Si le taux d'analphabetisme feminin le plus faible (76 pour cent) est
enregistre dans l'ensemble de la Basse Guinee - a Conakry, il est de 73
pour cent -, il atteint 87 pour cent en Haute Guinee, region consideree
comme la plus pauvre du pays, malgre ses enormes ressources en or et
diamants.
Dans la Guinee forestiere, consideree comme la ''plus riche'' avant les
attaques rebelles de 2000 qui ont ravage de grandes villes commerciales
comme Gueckedou, le taux d'analphabetisme des femmes est de 78 pour
cent, contre 86 pour cent en Moyenne Guinee.
''Les difficultes de ce pays proviennent essentiellement de l'epoque du
president Sekou Toure qui a devalue l'enseignement (en francais) en
imposant des dialectes locaux. Ainsi, en Moyenne Guinee, on etudiait le
Peulh; en Haute Guinee, le Malinke; en Basse Guinee, le Sosso; et en
Guinee forestiere, on avait le choix entre le Kissi et plusieurs autres
dialectes.

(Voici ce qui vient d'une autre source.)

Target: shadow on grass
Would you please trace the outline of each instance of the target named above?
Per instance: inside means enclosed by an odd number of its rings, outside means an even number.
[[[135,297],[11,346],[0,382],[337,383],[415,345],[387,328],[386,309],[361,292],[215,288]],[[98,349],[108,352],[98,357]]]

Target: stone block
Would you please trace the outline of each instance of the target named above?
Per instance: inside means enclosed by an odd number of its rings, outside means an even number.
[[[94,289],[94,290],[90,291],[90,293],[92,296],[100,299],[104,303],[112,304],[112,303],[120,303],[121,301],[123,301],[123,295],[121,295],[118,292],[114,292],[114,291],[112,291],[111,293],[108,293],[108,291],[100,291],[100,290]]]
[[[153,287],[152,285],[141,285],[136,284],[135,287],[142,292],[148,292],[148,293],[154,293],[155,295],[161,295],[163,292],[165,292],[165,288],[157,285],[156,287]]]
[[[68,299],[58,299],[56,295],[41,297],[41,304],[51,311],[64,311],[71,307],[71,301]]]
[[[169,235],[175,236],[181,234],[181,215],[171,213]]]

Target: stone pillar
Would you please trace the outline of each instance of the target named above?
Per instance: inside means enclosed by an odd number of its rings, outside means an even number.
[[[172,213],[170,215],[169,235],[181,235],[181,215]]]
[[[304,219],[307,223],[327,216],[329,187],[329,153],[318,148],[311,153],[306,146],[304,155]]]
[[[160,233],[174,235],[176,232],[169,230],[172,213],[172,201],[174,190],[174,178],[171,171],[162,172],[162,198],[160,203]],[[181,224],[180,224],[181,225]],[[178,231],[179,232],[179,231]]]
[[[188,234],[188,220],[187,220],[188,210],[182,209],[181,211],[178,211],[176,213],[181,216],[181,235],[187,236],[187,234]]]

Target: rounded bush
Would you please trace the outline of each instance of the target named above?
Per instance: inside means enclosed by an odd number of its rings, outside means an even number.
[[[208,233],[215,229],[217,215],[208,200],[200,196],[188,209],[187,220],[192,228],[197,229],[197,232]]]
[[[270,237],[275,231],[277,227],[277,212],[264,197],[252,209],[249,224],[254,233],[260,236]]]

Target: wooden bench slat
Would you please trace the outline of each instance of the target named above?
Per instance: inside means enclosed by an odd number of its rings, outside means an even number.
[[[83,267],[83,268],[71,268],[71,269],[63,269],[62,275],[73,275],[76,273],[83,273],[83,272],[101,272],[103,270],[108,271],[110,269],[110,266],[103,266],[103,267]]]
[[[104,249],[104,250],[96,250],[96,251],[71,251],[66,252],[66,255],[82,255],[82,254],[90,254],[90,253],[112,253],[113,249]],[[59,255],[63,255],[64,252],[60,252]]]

Ce systeme a rabaisse le niveau general et rendu la situation
plus difficile a redresser'', a affirme a IPS Adamson Camara,
veterinaire.
En 1958, Sekou Toure avait revendique l'independance immediate en
rompant tous les liens avec l'ancienne puissance coloniale, la France
qui, en represailles, avait retire a la Guinee tous ses enseignants et
la
cooperation technique.
Depuis l'avenement d'un nouveau regime, l'Etat guineen a investi, en 19
ans, d'importantes sommes pour ramener le taux d'analphabetisme a un
niveau acceptable. Ainsi, le taux de scolarisation des jeunes filles,
qui etait de 28 pour cent en 1989, a atteint 47 pour cent en 2000, selon
les dernieres statistiques officielles.
Cependant, plusieurs ecoles construites a grands frais attendent
toujours leurs maitres, et plusieurs professeurs de francais sont
soupconnes de ne pas avoir le niveau pour enseigner cette langue.
Recemment, la Direction nationale de l'education a organise un atelier
de remise a niveau a leur intention.
L'analphabetisme chez les femmes est, selon la ministre de la Promotion
feminine, a la base de la persistance de certaines coutumes nefastes
comme l'excision. Aribot a declare egalement que ''l'exploitation des
femmes et la prostitution sont souvent dues a l'ignorance''.
''Malheureusement, les traditions ont la vie dure. Certaines personnes
continuent d'exciser leurs filles. Par le biais d'une longue
sensibilisation, nous continuons de lutter contre cette pratique
ancestrale qui est d'ailleurs anterieure a l'islam'', explique-t-elle,
ajoutant que ''nous n'abandonnerons pas le combat''.